European Space Agency Makes History With Newest Astronaut

[Sebastiaan ter Burg from Utrecht, The Netherlands, via Wikimedia Commons]

The European Space Agency (ESA) recently made history when it announced the latest round of eleven astronauts to join its team. One of those who made the cut was John McFall from the United Kingdom. At the age of 19, he lost his right leg following a motorcycle accident. 

Mcfall is an exceptional person. Along with being an astronaut, he is also an orthopedic surgeon who once represented Great Britain and Northern Ireland in the Paralympic Games in Beijing in 2008, where he won the bronze medal in the 100 meters.

The Washington Post writes, “John McFall, a 41-year-old British paralympic sprinter who now works as a doctor, is one of 17 candidates chosen from 22,500 applicants to join the space agency’s 2022 astronaut class. The successful candidates will now complete one year of basic training in space technology, science and medicine at the European Astronaut Center in Cologne, Germany, before entering the next Space Station training phase where they will be taught how to operate station elements and transport vehicles.

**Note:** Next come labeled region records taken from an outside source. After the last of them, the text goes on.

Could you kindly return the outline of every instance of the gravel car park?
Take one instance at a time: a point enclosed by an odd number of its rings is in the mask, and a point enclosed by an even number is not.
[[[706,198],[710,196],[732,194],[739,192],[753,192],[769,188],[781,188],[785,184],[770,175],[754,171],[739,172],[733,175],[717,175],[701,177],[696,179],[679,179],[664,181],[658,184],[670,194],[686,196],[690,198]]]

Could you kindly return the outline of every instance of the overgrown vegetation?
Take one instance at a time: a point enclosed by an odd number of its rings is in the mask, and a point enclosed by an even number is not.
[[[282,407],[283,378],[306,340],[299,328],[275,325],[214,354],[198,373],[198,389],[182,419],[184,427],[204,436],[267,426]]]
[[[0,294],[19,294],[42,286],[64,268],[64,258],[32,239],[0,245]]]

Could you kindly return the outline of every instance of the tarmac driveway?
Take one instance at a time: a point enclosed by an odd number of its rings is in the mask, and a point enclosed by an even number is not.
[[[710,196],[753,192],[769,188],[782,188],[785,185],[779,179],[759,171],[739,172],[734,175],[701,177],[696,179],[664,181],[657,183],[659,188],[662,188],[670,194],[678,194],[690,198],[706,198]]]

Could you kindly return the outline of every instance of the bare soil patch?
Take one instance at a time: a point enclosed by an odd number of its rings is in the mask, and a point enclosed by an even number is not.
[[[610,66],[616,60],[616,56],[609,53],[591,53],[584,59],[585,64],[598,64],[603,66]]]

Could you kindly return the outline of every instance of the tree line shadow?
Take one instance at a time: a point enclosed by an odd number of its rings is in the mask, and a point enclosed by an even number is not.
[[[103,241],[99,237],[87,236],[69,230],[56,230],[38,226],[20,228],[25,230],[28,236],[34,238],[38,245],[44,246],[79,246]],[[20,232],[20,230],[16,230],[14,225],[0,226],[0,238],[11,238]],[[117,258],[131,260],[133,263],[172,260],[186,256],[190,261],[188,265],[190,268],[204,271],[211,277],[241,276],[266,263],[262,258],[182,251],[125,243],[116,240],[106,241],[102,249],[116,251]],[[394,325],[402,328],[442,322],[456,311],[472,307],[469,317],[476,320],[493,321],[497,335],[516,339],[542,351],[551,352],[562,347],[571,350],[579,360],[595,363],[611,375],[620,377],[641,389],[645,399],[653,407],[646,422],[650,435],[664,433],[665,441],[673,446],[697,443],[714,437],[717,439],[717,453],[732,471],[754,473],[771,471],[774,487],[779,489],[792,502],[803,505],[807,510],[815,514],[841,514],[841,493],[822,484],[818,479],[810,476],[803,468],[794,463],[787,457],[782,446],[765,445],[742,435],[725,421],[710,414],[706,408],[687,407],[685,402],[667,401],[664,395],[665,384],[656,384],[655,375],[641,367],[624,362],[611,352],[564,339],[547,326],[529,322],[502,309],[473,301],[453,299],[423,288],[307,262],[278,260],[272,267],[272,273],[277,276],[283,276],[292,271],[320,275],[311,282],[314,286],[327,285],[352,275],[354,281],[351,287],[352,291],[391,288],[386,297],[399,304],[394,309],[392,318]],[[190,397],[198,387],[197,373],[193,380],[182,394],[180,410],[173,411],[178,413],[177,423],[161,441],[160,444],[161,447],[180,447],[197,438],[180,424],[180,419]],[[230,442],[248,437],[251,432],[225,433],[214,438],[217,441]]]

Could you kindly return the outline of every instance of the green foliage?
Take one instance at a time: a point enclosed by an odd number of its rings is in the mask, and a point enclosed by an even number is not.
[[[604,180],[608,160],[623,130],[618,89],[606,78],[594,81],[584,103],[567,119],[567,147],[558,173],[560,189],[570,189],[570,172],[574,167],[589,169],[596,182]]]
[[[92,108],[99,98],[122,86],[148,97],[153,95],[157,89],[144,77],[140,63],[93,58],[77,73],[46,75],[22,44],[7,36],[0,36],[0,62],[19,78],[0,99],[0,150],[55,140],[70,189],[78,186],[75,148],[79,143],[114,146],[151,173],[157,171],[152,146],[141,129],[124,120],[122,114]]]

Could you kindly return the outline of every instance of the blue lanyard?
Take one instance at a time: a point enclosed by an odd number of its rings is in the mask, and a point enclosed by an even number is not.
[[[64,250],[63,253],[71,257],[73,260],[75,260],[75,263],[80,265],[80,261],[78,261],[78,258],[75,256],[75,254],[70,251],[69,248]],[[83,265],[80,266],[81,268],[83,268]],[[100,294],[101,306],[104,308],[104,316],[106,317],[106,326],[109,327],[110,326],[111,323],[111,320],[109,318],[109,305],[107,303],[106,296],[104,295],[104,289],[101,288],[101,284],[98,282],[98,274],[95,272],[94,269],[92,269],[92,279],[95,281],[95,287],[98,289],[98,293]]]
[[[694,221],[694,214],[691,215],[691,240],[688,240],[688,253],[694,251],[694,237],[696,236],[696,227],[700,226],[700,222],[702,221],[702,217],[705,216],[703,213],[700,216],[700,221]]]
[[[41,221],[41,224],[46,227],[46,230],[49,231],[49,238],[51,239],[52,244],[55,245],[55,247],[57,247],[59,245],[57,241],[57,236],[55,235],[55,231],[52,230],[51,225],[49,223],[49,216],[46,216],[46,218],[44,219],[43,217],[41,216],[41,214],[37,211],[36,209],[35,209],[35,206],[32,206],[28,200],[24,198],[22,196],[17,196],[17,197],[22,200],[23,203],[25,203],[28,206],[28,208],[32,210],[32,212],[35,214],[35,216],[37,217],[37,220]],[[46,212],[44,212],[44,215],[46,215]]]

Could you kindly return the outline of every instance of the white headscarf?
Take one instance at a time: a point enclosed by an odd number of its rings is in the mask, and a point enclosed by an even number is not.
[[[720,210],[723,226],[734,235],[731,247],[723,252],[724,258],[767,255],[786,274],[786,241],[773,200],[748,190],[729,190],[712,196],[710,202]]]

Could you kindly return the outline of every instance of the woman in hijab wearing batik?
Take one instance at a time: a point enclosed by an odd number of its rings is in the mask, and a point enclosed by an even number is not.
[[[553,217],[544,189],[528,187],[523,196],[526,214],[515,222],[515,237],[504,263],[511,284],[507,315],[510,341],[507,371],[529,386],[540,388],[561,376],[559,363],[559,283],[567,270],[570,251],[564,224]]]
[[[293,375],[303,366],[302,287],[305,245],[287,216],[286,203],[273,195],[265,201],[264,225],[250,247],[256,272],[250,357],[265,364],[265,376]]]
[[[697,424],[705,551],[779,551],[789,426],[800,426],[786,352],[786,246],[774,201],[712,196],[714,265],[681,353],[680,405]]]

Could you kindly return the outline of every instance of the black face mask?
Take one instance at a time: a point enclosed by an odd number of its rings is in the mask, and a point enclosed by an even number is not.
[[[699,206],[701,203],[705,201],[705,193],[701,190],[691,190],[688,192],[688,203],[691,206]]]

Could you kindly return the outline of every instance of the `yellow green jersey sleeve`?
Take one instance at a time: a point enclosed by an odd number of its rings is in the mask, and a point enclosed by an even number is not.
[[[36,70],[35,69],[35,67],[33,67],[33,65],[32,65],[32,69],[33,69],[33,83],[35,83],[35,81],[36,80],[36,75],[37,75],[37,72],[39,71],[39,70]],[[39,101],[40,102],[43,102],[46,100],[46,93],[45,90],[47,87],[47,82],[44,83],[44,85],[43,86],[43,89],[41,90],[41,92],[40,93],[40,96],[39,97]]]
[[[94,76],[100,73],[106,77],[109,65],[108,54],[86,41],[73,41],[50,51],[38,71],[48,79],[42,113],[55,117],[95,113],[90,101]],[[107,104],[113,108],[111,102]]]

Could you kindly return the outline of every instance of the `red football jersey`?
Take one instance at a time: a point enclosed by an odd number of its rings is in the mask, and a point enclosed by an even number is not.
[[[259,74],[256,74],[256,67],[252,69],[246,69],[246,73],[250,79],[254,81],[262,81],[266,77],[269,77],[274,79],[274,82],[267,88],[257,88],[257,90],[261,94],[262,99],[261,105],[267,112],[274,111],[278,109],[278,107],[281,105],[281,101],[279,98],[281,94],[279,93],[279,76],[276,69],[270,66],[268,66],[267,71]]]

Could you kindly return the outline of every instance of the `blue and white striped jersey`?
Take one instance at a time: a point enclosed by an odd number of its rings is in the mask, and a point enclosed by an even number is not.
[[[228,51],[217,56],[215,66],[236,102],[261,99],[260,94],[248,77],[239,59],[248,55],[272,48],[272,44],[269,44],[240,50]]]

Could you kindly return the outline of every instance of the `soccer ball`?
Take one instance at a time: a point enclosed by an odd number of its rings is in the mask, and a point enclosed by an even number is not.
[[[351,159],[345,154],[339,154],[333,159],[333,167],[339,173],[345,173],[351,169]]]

McFall will take part in the ESA’s “Parastronaut Feasibility Project,” which the agency said in a statement was intended to “develop options for the inclusion of astronauts with physical disabilities in human spaceflight and possible future missions.” While it can’t at this stage guarantee that McFall will be sent into space, the agency has said it will “commit to trying as hard and seriously as we can” to make it happen.

European space officials have been using the term “parastronauts” to refer to people who are “psychologically, cognitively, technically and professionally qualified to be an astronaut, but have a physical disability that would normally prevent them from being selected due to the requirements imposed by the use of current space hardware.”

Through technical studies, space simulations, analogue missions and conversations with the agency’s international space partners, the ESA hopes McFall’s participation in the program will allow the agency to determine what is required to send a person with a physical disability into space.

McFall beat out thousands of applicants for the position. “After announcing last year that it would be selecting new astronauts for the first time since 2008, ESA received more than 22,500 applications from 25 countries, 17,126 of which were from men and 5397 of which were from women,” according to New Scientist.

“There were 257 applications specifically for the role of ‘parastronaut’, which ESA confined to people with “lower limb deficiencies”. This was defined as either a single or double foot deficiency through the ankle or below the knee, a pronounced leg length difference or a height below 130 centimetres.

The successful astronauts had to make it through six stages. After the initial screening, the first group of candidates went for a full day of psychological performance testing to see if they could cope with the stresses of space flight. This group was then whittled down to just over 400 people, who then went for more psychological interviews and group tests. Those who passed took medical tests and, if they passed, were invited to a final round of recruitment interviews.

This training involves getting to grips with space flight, learning about systems on the ISS, survival training and spacewalking, as well as specialized skills, such as remotely operating a robot, docking with spacecraft and learning Russian.”

The ESA is already partnering with NASA to go back to the Moon. In 2019, “ESA Director of Human and Robotic Exploration, David Parker, and Associate Administrator for NASA’s Science Mission Directorate, Thomas Zurbuchen, signed a Statement of Intent to coordinate joint science research about the Moon and identify opportunities for lunar mission cooperation.”